Le terrassier de la nuit
Très confortablement installé devant le grand écran de ma chambre-bureau-bibliothèque en compagnie ce soir du chat Musique (les deux autres et les chiens dorment dans une autre partie du terrier), je visionne Le terrassier de la nuit de Robert Luques, documentaire qui, assez curieusement, m’avait échappé, alors qu’il est le seul à être disponible en français sous forme de DVD commercialisé depuis 2004 dans une collection qui s’intéresse à la faune ordinaire (seul le volume consacré au chat forestier est indisponible, si ce n’est auprès de l’auteur Loïc Coat qui doit m’envoyer une copie).
C’est un documentaire classique, officiellement daté de 1999 mais dont les images remontent probablement à la première moitié des années 80. Le commentaire, sobrement informatif, est livré en voix off sans que nul humain ne soit mis en avant et en scène, et le propos est exclusivement centré sur le blaireau. Passons très vite sur les défauts du genre, qui sont presque toujours les mêmes (mais auquel échappe totalement celui de Loïc Coat, ainsi que je le constaterai dans quelque temps) : cette volonté d’établir un fil narratif au moyen d’artifices inutiles. Une fois encore, un crâne tout propre a été abandonné devant le terrier (c’est à croire que les blaireaux en font une exposition), la bouteille de gaz censée illustrer la sinistre période où renards et blaireaux étaient gazés a soi-disant été expulsée du terrier par le blaireau, et même si le commentaire précise que le mâle est le plus souvent tenu à l’écart par la blairelle qui s’occupe de ses blaireautins, il est affirmé que ce dernier participe à l’entretien de la maison commune en faisant le ménage (c’est-à-dire, en terrassant) pendant que la femelle allaite. L’odieux déterrage est présenté comme une réponse aux petits méfais commis dans un potager, là encore par souci seulement de continuité narrative, et les images des chasseurs occupés à leur sinistre besogne, interrompues pour des raisons évidentes de décence, sont censées l’avoir été parce que les chasseurs se sont lassés et sont partis… Qui peut le croire ? La bande-son, naturellement trafiquée (si j’ose dire), fait entendre toujours le même oiseau à chaque plan d’ensemble sur la forêt, mais laisse la part belle aux cris et grognements des blaireaux. Musique et moi-même l’écoutons avec grand plaisir.

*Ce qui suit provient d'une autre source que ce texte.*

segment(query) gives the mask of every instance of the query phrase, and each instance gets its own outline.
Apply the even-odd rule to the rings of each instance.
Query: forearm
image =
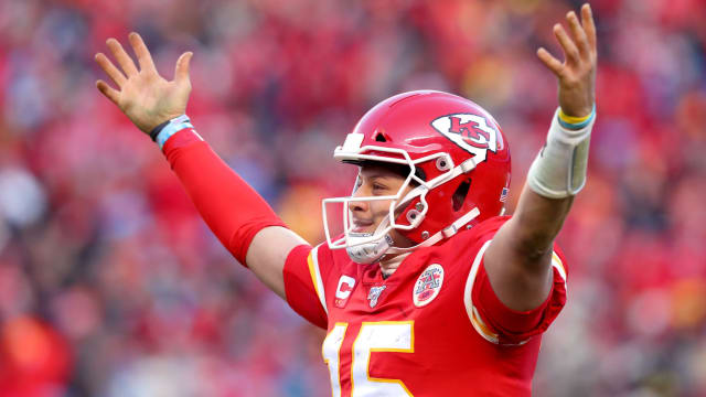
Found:
[[[548,264],[554,239],[569,213],[574,196],[564,198],[544,197],[531,189],[523,190],[517,208],[507,222],[510,248],[517,253],[525,266]]]
[[[193,132],[178,132],[163,151],[203,219],[240,264],[246,265],[247,249],[260,229],[285,226],[265,200]]]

Car, ces réserves (que certains événements à venir me permettront de nuancer) étant faites, tout le reste est une merveille. Le réalisateur a filmé d’abord ce qu’on peut voir, ce que j’ai pu voir moi-même en avril, c’est-à-dire principalement deux blaireautins qui sortent du terrier, qui jouent, qui grandissent. L’un d’eux a été nommé Téméraire et l’autre Timide, tout comme j’ai moi-même nommé Prudence et Courage mes propres petits (enfin, ceux de Vara) plus de trente ans après, en une dichotomie souvent remarquée par les naturalistes. Ainsi m’est-il donné de revoir le meilleur et le plus touchant de ce que j’ai pu vivre avec les blaireaux.
Mais le film va plus loin. Il prend le temps de montrer les blaireaux dans leurs occupations ordinaires, avec un escargot, avec un hérisson, mangeant des limaces, des lombrics, des prunes, et je m’avise que c’est la première fois que je les vois vraiment faire : quand le blaireau museau au sol fourrage, il faudrait pouvoir adopter le point de vue du ver de terre pour voir exactement ce qu’il fait… Si le but ultime du documentaire naturaliste est de donner à voir l’invisible en s’effaçant, celui-ci est des plus réussis.